Ankhhapy avait fini par se demander s'il était réellement allé en Abydos, s'il avait participé à autant de batailles, si les ennemis de Kemet avaient eu le privilège d'être inhumés dans la nécropole de Ro Setaou. Il aurait préféré qu'ils soient livrés aux becs des oiseaux. Il aurait aimé passer se vie dans l'Ile souterraine du dieu décapité. Etait-il possible de mourir avant de naître ? Etait-il souhaitable de connaître tous les codes et de les intégrer ?


Des scribes shemsou ont rédigé le Livre de ce qu'il y a dans la Douat, l'Imy Douat. Ce n'est pas une fiction mais une remémoration des impressions ressenties lors des rites initiatiques. Rien n'est reconnaissable mais rien n'est tout à fait différent. C'est une relation amoureuse avec la discontinuité du Mystère qui nous habite.

Objectif des mystagogies : investir sans faille ce qui est plus noir que le Noir, là où sont enlacées la Vie et la Mort.


Pas d'action sans une réflexion préalable. Un Shemsou n'apprend pas à tuer mais à vivre. Il connaît ses points faibles, sait apprivoiser ses douleurs, ses doutes et ses peurs les plus enfouies. La violence implique une ascèse rigoureuse mise au service du divin irrigant l'univers.


Thot est l'initiateur de la sagesse et de la science égyptienne pratiquées par les Serviteurs d'Hor, des êtres spirituellement accomplis possédant une vision consciente de la réalité de l'univers.
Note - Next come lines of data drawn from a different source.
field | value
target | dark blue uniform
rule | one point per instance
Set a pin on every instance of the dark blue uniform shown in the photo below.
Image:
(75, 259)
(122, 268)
La liberté consiste à ne pas être sous l'emprise de ses illusions, des mirages, des apparences et de la violence contagieuse.

Un esprit libre ne craint ni le relatif ni l'absolu, il est à la fois la flèche et la cible.

Si l'on accepte de tuer il faut aussi se résoudre à être tué ce qui est une autre façon de se surpasser.